It was great being back in Homer again. The town is another of my known favorites (there are probably plenty of favorite places in Alaska I just haven’t visited yet).

The town reminds me a lot of a little fishing community I used to go to growing up in California called Dillon Beach, specifically Lawson’s Landing. If you’re ever in Petaluma, California, I highly recommend taking the 40-minute trip west to visit it.

Anyway, Marti had managed to book us a sea taxi aboard Ashore Water Taxi & Freight with Dave Lyon and his dog Pika.

A Palo Alto, California native, Dave reminded me a lot of one of my uncles, another man who had spent plenty of time on a boat in the ocean. Dave’s first-mate and one of the most talkative dogs I’ve ever met, Pika had good enough sea legs to balance herself on the boat’s side railing without ever falling overboard.

Dave knew a thing or two about Kachemak Bay and plenty of being out on the open sea. We talked about the oyster farming industry and he knew a lot about Dillon Beach and its local oyster farms from growing in nearby Palo Alto. It was good talking with someone who knew a good deal about my old stomping grounds.

It had been awhile since I’d been on a boat, and I’m not talking about a cruise ship. Dave’s water taxi was a 20-foot skiff with an open deck and an enclosed cabin big enough to seat about a dozen people. Being onboard reminded me a lot of the sea adventures me and my father and brothers used to take when we were younger. The wind blowing in our face on a calm, clear day in Homer, not even the weakest of stomachs could have got sea sick that day.

The 10-minute ride across Kachemak Bay to Halibut Cove was not long enough for me, and I wanted to stay out longer. But we arrived at our destination nonetheless where we met Greg and Weatherly Bates, a husband and wife mussel farming team.

The Bates had crafted an innovative way of growing mussels in mass through an environmentally minded system called “mussel socking.” Essentially long lines (socks) are tethered to a plank above water and then caked with tiny baby mussel seeds. The lines are then lowered about 30 feet underwater where the baby mussels will latch onto the sock and naturally eat whatever tiny algae happening to float by. This goes on for about 15 to 20 months before Greg and Weatherly harvest them.

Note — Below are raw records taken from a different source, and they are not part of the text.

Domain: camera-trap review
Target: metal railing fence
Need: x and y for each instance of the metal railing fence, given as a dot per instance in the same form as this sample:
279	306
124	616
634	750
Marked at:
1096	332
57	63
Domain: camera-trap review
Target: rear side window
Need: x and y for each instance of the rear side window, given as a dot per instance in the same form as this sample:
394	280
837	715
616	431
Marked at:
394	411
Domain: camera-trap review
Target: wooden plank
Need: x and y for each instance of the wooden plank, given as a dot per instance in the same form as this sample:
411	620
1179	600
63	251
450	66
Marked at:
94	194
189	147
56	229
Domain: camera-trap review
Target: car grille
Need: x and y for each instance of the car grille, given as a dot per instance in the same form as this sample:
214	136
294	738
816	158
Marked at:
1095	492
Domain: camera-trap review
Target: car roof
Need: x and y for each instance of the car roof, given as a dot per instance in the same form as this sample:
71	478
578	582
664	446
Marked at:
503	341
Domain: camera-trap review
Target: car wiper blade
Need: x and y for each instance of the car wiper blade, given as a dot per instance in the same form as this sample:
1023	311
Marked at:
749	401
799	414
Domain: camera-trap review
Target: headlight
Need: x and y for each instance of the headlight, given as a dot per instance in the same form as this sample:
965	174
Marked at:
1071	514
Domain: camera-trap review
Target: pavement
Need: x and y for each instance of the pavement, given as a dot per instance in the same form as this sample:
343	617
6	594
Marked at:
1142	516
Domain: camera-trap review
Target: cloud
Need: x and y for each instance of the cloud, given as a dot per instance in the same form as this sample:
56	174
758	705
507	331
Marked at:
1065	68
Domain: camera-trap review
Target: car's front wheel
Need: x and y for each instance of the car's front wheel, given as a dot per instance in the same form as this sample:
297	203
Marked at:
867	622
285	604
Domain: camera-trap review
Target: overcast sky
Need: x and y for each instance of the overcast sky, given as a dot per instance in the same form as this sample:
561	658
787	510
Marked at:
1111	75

The couple tether about 40 or 50 of these socks to a large raft-like contraption that is anchored above water. They have three such rafts buoyed inside Halibut Cove. They hope each sock produces about 50 to 70 pounds of market size mussels.

When we arrived Weatherly told us they had just socked new mussel seeds that had spawned last summer. When the seeds are very small, it takes them longer to grow, and then when they hit a certain growth point, they start growing much faster underneath Kachemak’s cold, nutrient-rich waters.

The Bateses studied marine biology in Rhode Island where they met before moving out to Alaska like so many, to find adventure and opportunity. It looks like they found both.

Greg told me a similar model popular in Scotland inspired their farming method.  Seeing the demand in Alaska growing and no local supplier to satisfy it, Greg and Weatherly jump on the opportunity.

It seemed like Greg and Weatherly really loved what they were doing and truly believed in their business. And the proof it was working seemed pretty self-evident to me, but then again, everything I know about mussel farming I just wrote about.

I was in no hurry to leave Kachemak Bay, but we couldn’t stay long, so I did my best to savor the cold salty air as we rode back with Dave and Pika, taking pictures and basking in the sun. Indeed, I didn’t really want to leave Homer so soon, either, but we had to be back on the road early to be in Soldotna the next day, then onto Kenai and so on.

So it goes.

I managed to get out for a while after Halibut Cove. I watched the sunset into the ocean as eagles chased the other birds around while boats and yachts came and went from Kachemak. It’s really tough to leave Homer and I never look forward to it each time I visit, but I knew I’d return again. Of course I would.